Under the Poisson process assumption the average rate directly characterizes the distrubtion, so it is very relevant to this discussion. The non-Poisson component of the phenomenon (correlated spikes in traffic due to events) are not well-characterized via averages, which is why the original analysis relaxed that limitation by examining a single worst-case traffic hour. Beyond that the Poisson process analysis is standard.
While 10k rps may be possible it would either require vastly exceeding 6M requests per day (and per hour) or some very non-standard traffic event (this could happen in practice, for instance email asset delivery is increasingly peaky due to modern email clients and can exhibit very large traffic spikes). As HN is primarily visited by human users spanning many organizations such a strongly correlated event seems unlikely.

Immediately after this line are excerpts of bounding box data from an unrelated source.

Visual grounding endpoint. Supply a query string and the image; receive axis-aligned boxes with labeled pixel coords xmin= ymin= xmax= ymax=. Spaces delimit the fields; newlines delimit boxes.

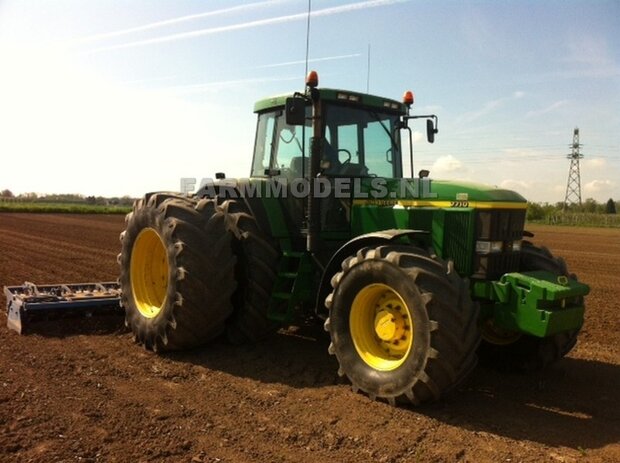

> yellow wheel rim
xmin=481 ymin=319 xmax=521 ymax=346
xmin=349 ymin=283 xmax=414 ymax=371
xmin=130 ymin=228 xmax=169 ymax=318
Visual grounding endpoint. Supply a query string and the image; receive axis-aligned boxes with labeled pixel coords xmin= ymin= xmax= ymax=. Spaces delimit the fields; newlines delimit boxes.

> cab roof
xmin=254 ymin=88 xmax=408 ymax=114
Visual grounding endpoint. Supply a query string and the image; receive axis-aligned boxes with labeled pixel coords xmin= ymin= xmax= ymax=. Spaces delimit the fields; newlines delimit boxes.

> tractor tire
xmin=118 ymin=193 xmax=236 ymax=352
xmin=325 ymin=245 xmax=480 ymax=405
xmin=478 ymin=241 xmax=580 ymax=371
xmin=219 ymin=199 xmax=280 ymax=344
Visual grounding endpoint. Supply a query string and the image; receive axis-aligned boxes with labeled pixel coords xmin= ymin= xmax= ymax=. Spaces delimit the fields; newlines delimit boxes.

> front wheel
xmin=118 ymin=193 xmax=236 ymax=351
xmin=325 ymin=245 xmax=479 ymax=405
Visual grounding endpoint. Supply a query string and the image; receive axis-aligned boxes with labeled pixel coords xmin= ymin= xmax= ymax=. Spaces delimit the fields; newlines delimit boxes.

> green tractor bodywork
xmin=198 ymin=80 xmax=589 ymax=337
xmin=118 ymin=73 xmax=589 ymax=405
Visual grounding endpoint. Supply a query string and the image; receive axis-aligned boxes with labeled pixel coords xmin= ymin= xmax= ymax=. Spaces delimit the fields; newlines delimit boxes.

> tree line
xmin=0 ymin=189 xmax=134 ymax=206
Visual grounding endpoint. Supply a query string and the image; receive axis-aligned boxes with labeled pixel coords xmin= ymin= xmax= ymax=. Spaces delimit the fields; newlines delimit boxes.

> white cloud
xmin=499 ymin=179 xmax=532 ymax=191
xmin=458 ymin=91 xmax=525 ymax=124
xmin=431 ymin=154 xmax=465 ymax=178
xmin=525 ymin=100 xmax=568 ymax=117
xmin=581 ymin=158 xmax=607 ymax=169
xmin=583 ymin=179 xmax=617 ymax=197
xmin=0 ymin=48 xmax=252 ymax=196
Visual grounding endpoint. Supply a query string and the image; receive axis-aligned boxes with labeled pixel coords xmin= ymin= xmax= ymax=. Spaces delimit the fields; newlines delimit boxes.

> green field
xmin=528 ymin=212 xmax=620 ymax=228
xmin=0 ymin=201 xmax=131 ymax=214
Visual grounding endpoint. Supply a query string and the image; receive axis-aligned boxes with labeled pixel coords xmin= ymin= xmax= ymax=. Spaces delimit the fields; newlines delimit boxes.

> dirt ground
xmin=0 ymin=214 xmax=620 ymax=463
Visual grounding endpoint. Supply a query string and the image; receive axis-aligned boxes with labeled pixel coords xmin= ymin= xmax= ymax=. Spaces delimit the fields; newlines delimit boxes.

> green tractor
xmin=118 ymin=72 xmax=589 ymax=404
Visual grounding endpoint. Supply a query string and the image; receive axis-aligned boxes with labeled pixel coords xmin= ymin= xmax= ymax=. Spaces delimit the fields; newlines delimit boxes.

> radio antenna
xmin=304 ymin=0 xmax=312 ymax=79
xmin=366 ymin=44 xmax=370 ymax=93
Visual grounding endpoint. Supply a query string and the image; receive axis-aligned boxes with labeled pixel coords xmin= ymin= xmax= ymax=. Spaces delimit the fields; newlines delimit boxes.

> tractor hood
xmin=430 ymin=180 xmax=526 ymax=202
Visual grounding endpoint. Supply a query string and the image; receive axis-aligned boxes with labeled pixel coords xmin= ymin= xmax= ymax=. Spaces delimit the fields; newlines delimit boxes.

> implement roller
xmin=4 ymin=282 xmax=122 ymax=334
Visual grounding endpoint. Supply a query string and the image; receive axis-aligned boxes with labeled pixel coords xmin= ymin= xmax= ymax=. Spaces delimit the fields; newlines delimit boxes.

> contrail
xmin=87 ymin=0 xmax=409 ymax=53
xmin=75 ymin=0 xmax=287 ymax=42
xmin=164 ymin=76 xmax=299 ymax=94
xmin=254 ymin=53 xmax=362 ymax=69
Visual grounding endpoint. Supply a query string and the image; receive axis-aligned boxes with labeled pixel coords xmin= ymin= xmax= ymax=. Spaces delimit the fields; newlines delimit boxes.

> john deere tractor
xmin=119 ymin=72 xmax=589 ymax=404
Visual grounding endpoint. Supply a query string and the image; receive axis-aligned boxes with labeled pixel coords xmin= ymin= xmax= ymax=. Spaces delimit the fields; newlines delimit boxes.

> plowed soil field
xmin=0 ymin=214 xmax=620 ymax=463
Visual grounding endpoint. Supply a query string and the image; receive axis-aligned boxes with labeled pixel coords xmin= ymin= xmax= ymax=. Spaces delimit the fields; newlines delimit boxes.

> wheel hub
xmin=375 ymin=309 xmax=405 ymax=342
xmin=130 ymin=228 xmax=169 ymax=318
xmin=349 ymin=283 xmax=414 ymax=371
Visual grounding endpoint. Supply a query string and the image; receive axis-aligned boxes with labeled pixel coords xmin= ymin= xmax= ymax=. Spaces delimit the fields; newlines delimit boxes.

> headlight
xmin=476 ymin=241 xmax=504 ymax=254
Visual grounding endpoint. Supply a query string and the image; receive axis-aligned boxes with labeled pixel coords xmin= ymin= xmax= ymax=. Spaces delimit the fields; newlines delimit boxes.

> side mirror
xmin=426 ymin=119 xmax=438 ymax=143
xmin=284 ymin=97 xmax=306 ymax=125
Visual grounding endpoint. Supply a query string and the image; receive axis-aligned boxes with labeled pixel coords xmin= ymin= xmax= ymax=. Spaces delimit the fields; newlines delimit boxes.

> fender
xmin=315 ymin=229 xmax=429 ymax=319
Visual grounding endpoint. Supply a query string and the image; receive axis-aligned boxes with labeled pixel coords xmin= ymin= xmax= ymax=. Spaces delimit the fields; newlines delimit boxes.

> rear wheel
xmin=325 ymin=245 xmax=479 ymax=404
xmin=118 ymin=193 xmax=235 ymax=351
xmin=479 ymin=241 xmax=579 ymax=370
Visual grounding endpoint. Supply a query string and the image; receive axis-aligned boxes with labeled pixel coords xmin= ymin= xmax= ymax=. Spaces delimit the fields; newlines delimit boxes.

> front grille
xmin=472 ymin=209 xmax=525 ymax=280
xmin=443 ymin=211 xmax=473 ymax=275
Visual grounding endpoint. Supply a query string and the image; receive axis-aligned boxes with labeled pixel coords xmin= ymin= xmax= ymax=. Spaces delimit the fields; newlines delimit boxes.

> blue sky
xmin=0 ymin=0 xmax=620 ymax=202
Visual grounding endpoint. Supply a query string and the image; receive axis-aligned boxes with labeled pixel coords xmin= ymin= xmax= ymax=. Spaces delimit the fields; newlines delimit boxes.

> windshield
xmin=324 ymin=105 xmax=402 ymax=178
xmin=252 ymin=104 xmax=402 ymax=178
xmin=252 ymin=107 xmax=312 ymax=178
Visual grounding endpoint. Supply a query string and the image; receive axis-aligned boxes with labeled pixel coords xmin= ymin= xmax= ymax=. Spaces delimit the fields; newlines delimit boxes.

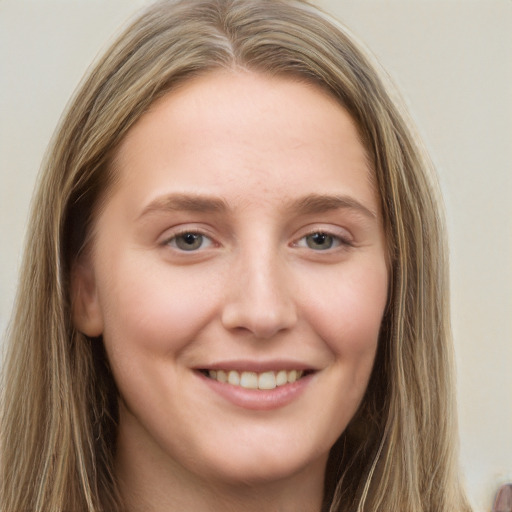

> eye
xmin=166 ymin=231 xmax=213 ymax=252
xmin=296 ymin=231 xmax=350 ymax=251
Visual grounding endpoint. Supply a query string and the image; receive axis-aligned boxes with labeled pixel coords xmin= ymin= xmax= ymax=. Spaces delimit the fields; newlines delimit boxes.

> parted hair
xmin=0 ymin=0 xmax=469 ymax=512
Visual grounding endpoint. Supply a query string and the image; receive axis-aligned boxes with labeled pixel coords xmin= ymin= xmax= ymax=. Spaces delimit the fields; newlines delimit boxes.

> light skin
xmin=73 ymin=71 xmax=388 ymax=512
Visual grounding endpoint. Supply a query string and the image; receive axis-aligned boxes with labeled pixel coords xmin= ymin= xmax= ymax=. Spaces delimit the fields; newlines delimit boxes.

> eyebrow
xmin=139 ymin=194 xmax=228 ymax=217
xmin=289 ymin=194 xmax=377 ymax=219
xmin=139 ymin=194 xmax=377 ymax=219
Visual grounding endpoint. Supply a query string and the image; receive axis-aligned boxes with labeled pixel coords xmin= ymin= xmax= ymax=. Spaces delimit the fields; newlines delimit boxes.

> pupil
xmin=183 ymin=233 xmax=197 ymax=245
xmin=176 ymin=233 xmax=203 ymax=251
xmin=309 ymin=233 xmax=333 ymax=249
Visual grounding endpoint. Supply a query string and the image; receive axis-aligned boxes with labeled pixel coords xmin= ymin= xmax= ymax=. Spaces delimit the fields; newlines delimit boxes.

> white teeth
xmin=208 ymin=370 xmax=304 ymax=389
xmin=228 ymin=370 xmax=240 ymax=386
xmin=258 ymin=372 xmax=277 ymax=389
xmin=240 ymin=372 xmax=258 ymax=389
xmin=276 ymin=370 xmax=288 ymax=386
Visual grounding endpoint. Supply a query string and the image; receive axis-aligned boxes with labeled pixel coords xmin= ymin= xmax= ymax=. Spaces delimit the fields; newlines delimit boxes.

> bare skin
xmin=73 ymin=71 xmax=388 ymax=512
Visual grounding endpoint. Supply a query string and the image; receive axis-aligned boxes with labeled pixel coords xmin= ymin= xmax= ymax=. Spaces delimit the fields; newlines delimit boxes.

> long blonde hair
xmin=0 ymin=0 xmax=469 ymax=512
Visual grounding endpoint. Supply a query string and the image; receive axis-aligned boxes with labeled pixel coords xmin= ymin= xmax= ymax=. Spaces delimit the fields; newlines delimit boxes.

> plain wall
xmin=0 ymin=0 xmax=512 ymax=512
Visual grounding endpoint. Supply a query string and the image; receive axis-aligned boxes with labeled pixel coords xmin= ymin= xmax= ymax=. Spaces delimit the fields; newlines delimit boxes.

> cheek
xmin=305 ymin=261 xmax=388 ymax=356
xmin=100 ymin=254 xmax=223 ymax=355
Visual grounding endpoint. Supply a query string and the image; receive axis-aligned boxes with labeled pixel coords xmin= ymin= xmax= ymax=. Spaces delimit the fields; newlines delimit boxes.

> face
xmin=74 ymin=72 xmax=388 ymax=488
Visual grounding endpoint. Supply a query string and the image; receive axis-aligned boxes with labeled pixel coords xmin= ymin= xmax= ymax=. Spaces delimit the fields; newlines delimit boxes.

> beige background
xmin=0 ymin=0 xmax=512 ymax=512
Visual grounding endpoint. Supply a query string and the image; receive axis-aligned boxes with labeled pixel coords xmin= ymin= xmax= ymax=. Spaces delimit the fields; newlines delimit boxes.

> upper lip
xmin=196 ymin=359 xmax=317 ymax=373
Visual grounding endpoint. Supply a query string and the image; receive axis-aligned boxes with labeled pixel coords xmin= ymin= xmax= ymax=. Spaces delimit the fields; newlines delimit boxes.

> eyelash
xmin=163 ymin=229 xmax=214 ymax=252
xmin=163 ymin=229 xmax=353 ymax=253
xmin=293 ymin=229 xmax=353 ymax=252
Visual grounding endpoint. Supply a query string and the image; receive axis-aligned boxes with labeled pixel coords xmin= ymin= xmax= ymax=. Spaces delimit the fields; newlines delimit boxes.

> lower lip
xmin=197 ymin=372 xmax=314 ymax=411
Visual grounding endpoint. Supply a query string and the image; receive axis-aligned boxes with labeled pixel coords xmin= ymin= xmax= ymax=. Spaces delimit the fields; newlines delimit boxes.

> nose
xmin=222 ymin=248 xmax=297 ymax=339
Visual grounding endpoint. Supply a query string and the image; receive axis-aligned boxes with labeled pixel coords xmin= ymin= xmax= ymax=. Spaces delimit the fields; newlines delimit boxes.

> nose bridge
xmin=222 ymin=242 xmax=297 ymax=338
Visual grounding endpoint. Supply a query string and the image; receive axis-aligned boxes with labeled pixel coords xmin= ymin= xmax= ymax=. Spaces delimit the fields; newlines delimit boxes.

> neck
xmin=116 ymin=412 xmax=326 ymax=512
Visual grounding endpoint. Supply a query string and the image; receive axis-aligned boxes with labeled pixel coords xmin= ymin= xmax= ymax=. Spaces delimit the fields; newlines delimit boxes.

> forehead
xmin=110 ymin=71 xmax=375 ymax=214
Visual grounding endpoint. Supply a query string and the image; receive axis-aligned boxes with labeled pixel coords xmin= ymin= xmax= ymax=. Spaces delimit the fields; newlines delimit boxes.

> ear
xmin=70 ymin=255 xmax=103 ymax=338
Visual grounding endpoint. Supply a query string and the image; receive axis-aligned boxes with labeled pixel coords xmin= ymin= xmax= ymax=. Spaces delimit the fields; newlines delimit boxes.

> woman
xmin=2 ymin=0 xmax=469 ymax=512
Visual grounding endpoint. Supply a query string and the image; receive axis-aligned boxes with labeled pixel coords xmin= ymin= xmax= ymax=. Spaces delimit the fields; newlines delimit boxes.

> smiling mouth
xmin=201 ymin=370 xmax=313 ymax=390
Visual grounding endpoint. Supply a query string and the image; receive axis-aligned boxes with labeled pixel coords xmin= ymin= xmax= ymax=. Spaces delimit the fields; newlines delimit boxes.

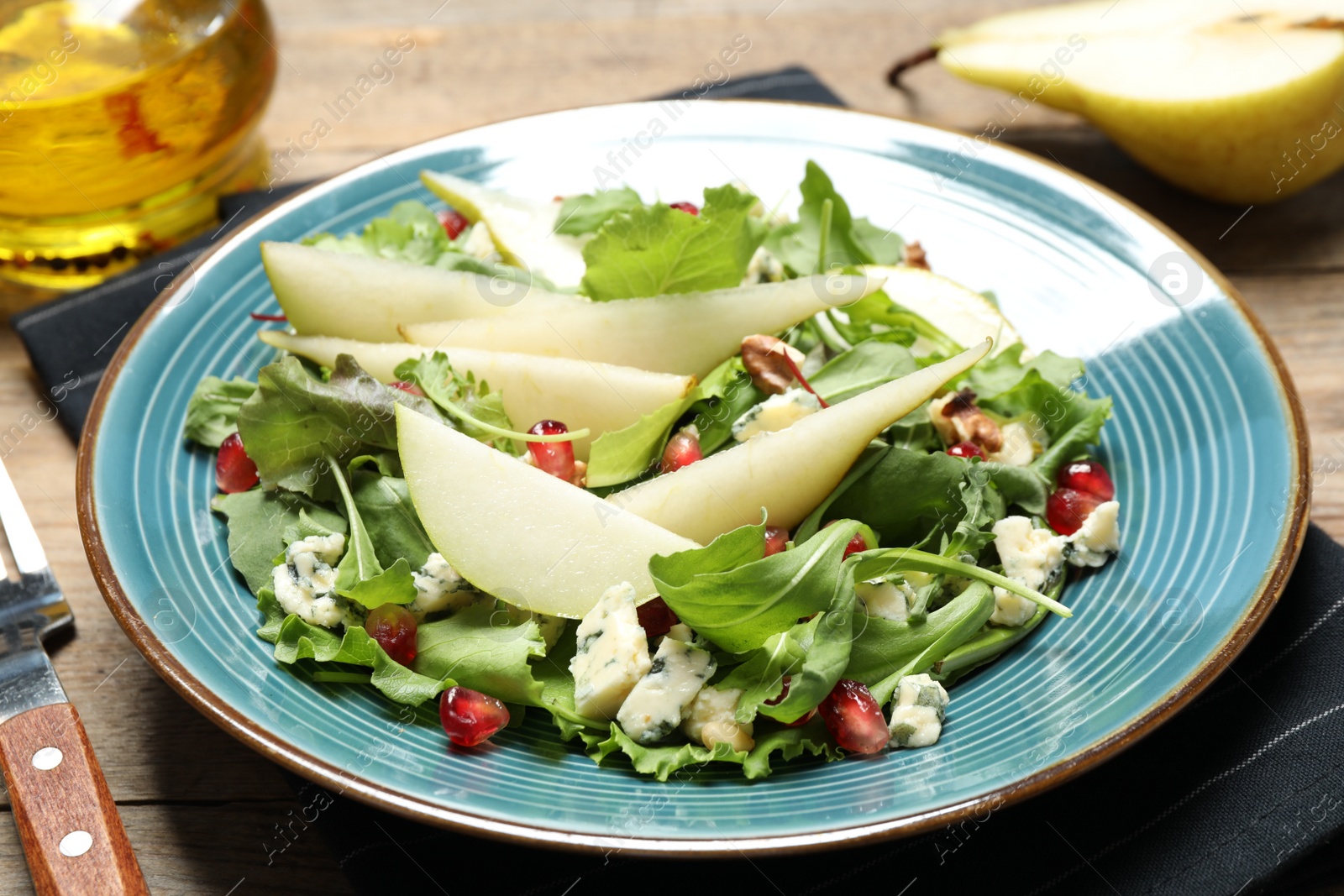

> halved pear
xmin=396 ymin=405 xmax=697 ymax=619
xmin=401 ymin=274 xmax=883 ymax=376
xmin=421 ymin=170 xmax=589 ymax=289
xmin=607 ymin=340 xmax=990 ymax=544
xmin=937 ymin=0 xmax=1344 ymax=204
xmin=260 ymin=244 xmax=585 ymax=343
xmin=863 ymin=265 xmax=1021 ymax=354
xmin=258 ymin=331 xmax=695 ymax=461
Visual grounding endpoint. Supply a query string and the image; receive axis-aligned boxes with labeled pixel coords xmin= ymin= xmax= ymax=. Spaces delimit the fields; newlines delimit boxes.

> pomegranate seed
xmin=527 ymin=421 xmax=574 ymax=482
xmin=764 ymin=525 xmax=789 ymax=556
xmin=817 ymin=679 xmax=891 ymax=753
xmin=438 ymin=208 xmax=472 ymax=239
xmin=636 ymin=598 xmax=680 ymax=638
xmin=1057 ymin=461 xmax=1116 ymax=501
xmin=365 ymin=603 xmax=419 ymax=666
xmin=438 ymin=685 xmax=508 ymax=747
xmin=764 ymin=676 xmax=817 ymax=728
xmin=215 ymin=432 xmax=258 ymax=495
xmin=948 ymin=442 xmax=985 ymax=461
xmin=1046 ymin=489 xmax=1104 ymax=535
xmin=659 ymin=426 xmax=704 ymax=473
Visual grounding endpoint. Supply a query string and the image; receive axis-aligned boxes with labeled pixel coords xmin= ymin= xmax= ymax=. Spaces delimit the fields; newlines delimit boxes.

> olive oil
xmin=0 ymin=0 xmax=276 ymax=289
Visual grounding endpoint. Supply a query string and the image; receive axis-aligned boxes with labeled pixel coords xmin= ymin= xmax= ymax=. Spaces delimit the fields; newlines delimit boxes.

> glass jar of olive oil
xmin=0 ymin=0 xmax=276 ymax=295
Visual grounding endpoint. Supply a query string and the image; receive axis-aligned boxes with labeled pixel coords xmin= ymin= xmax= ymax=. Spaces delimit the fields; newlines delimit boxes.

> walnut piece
xmin=742 ymin=333 xmax=805 ymax=395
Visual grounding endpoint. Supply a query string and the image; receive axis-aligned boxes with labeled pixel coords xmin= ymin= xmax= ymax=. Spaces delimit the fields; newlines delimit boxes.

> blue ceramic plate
xmin=79 ymin=102 xmax=1308 ymax=853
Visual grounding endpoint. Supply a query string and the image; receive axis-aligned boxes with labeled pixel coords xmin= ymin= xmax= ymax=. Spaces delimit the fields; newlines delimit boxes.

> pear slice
xmin=607 ymin=340 xmax=990 ymax=544
xmin=938 ymin=0 xmax=1344 ymax=204
xmin=396 ymin=405 xmax=697 ymax=619
xmin=260 ymin=242 xmax=585 ymax=343
xmin=401 ymin=274 xmax=883 ymax=376
xmin=258 ymin=331 xmax=695 ymax=461
xmin=421 ymin=170 xmax=587 ymax=289
xmin=863 ymin=265 xmax=1021 ymax=354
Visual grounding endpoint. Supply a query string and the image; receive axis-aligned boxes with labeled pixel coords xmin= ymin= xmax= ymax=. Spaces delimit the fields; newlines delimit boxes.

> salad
xmin=184 ymin=163 xmax=1120 ymax=780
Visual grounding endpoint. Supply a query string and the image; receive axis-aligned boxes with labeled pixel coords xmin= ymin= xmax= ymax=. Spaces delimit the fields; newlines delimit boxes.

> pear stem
xmin=887 ymin=47 xmax=938 ymax=87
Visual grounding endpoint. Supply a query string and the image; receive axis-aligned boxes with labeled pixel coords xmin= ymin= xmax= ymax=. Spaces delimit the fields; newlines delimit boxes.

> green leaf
xmin=210 ymin=489 xmax=347 ymax=594
xmin=257 ymin=589 xmax=454 ymax=706
xmin=580 ymin=186 xmax=764 ymax=301
xmin=809 ymin=340 xmax=918 ymax=405
xmin=332 ymin=462 xmax=415 ymax=610
xmin=649 ymin=520 xmax=862 ymax=652
xmin=238 ymin=354 xmax=439 ymax=497
xmin=766 ymin=160 xmax=905 ymax=277
xmin=844 ymin=583 xmax=1000 ymax=703
xmin=555 ymin=186 xmax=643 ymax=237
xmin=414 ymin=600 xmax=548 ymax=708
xmin=587 ymin=358 xmax=755 ymax=488
xmin=181 ymin=376 xmax=257 ymax=448
xmin=717 ymin=563 xmax=855 ymax=723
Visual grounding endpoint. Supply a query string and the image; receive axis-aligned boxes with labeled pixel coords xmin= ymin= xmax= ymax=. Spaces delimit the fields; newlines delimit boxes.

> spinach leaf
xmin=210 ymin=489 xmax=347 ymax=594
xmin=717 ymin=563 xmax=855 ymax=723
xmin=181 ymin=376 xmax=257 ymax=448
xmin=809 ymin=340 xmax=918 ymax=405
xmin=766 ymin=160 xmax=905 ymax=277
xmin=580 ymin=186 xmax=764 ymax=301
xmin=844 ymin=583 xmax=1000 ymax=704
xmin=238 ymin=354 xmax=441 ymax=497
xmin=649 ymin=520 xmax=863 ymax=652
xmin=555 ymin=186 xmax=643 ymax=237
xmin=331 ymin=461 xmax=415 ymax=610
xmin=414 ymin=600 xmax=546 ymax=706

Again, you seem to be nitpicking my upper bounds estimate of their traffic. Fair enough. Are you making any broader point other than that we may mildly disagree on what that bound is? If so, that's fine, I picked a higher round number than is likely. This simply reinforces the broader point I was making.
While 10k rps may be possible it would either require vastly exceeding 6M requests per day (and per hour) or some very non-standard traffic event (this could happen in practice, for instance email asset delivery is increasingly peaky due to modern email clients and can exhibit very large traffic spikes). As HN is primarily visited by human users spanning many organizations such a strongly correlated event seems unlikely.